Migrate from Epic Ehr to Glass Health.
2 documentation-derived translation patterns — what carries over and what to watch for. Cited to the Feature Parity Map; the audit tells you whether the move is worth it.
Glass Health and Epic both capture the visit ambiently and draft the structured note. A practice on Epic can retire the standalone Glass subscription and move ambient documentation into the chart it already runs: enable Epic's native AI charting ('Art' / AI Charting) or a deeply embedded partner ambient (DAX Copilot or Abridge in Epic), which listens during the encounter, pulls live chart context, and writes the draft straight into the Epic encounter for clinician sign-off. Because the note lands in the system of record, it is immediately available to ordering, level-of-service coding, and billing on the same patient record — no Glass push-back or copy-paste hop. Migrate by recreating the Glass note templates and per-note-type preferences as Epic note/SmartPhrase formats, turning Art (or the licensed partner ambient) on for the clinicians, and validating a few specialties before cancelling Glass. Keep Epic (the system of record); cut Glass.
- Warning: Epic's ambient is a licensed/enabled capability — Art (Epic AI Charting) plus optional partner ambient (DAX Copilot / Abridge in Epic, which can carry their own per-clinician fee). Confirm it is live in your Epic build before cancelling Glass; do not assume every Epic org has ambient turned on.
- Warning: Glass overlays Epic via SMART on FHIR and only on its Max plan (listed at $200/month); cutting Glass removes that overlay across every EHR it touched (Epic, eClinicalWorks, athenahealth, Elation), so confirm no other site depends on the same Glass seat before cancelling.
- Warning: Glass does more than scribe — it surfaces a real-time evolving differential, suggested history questions, and exam-maneuver prompts during the visit. Epic's ambient drafts the note but does not reproduce that point-of-care reasoning layer; cover the diagnostic-support workflow separately (see the clinical-reference-decision-support pattern) before retiring Glass.
- Warning: Re-validate that Glass's note-template sections map cleanly to the Epic note structure and that any Glass coding hints are re-checked against Epic's NoteReader / level-of-service output.
- Warning: Export or retain any historical Glass notes, transcripts, or templates you must keep before the subscription lapses; the standalone Glass record is separate from the Epic chart.
Glass Health's clinical reasoning layer (a ranked three-tier differential — Most Likely / Expanded / Can't Miss — with supporting and opposing evidence and cited next steps) overlaps Epic's in-chart decision support. A practice on Epic can drop the standalone Glass CDS and lean on the support already in the chart: Best Practice Advisories fire in real time on the patient's own data (drug-interaction, allergy, evidence-based guideline checks), and 'Best Care Choices for My Patient' draws on Cosmos real-world data to show how similar patients were treated and what outcomes followed — at the point of care, with any resulting order placed on the same record. Move by mapping the case-review and guideline lookups your clinicians run in Glass to the equivalent BPA rules and Best Care views already licensed in Epic/Cosmos, and pointing clinicians to the in-chart workflow instead of an external tab. Keep Epic; cut Glass.

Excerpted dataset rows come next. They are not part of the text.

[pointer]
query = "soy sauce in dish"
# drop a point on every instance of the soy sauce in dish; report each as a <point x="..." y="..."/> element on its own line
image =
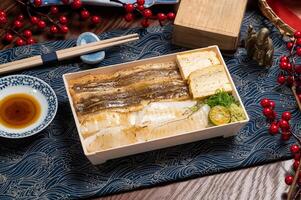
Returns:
<point x="19" y="111"/>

- Warning: Not a literal feature swap: Glass produces an open-ended, literature-cited differential (~5-10 diagnoses) grounded in physician-reviewed guidelines, whereas Epic BPA/Best Care is rules- and real-world-data-driven inside the chart. Some free-text 'work up this presentation' reasoning Glass did has no direct BPA equivalent, so confirm coverage before cutting.
- Warning: 'Best Care Choices for My Patient' depends on the Cosmos dataset and that module being licensed/enabled in your Epic build, and Epic has described the point-of-care embedding as rolling out from the Cosmos portal into the workflow — verify it is live for your org rather than assuming every Epic site has it.
- Warning: Glass's differential and Consult Q&A run during the encounter as a reasoning aid for the clinician; cutting Glass removes that interactive 'consider these possibilities' prompt. Plan a change-management step so clinicians use Epic's in-chart support rather than a retired external tool.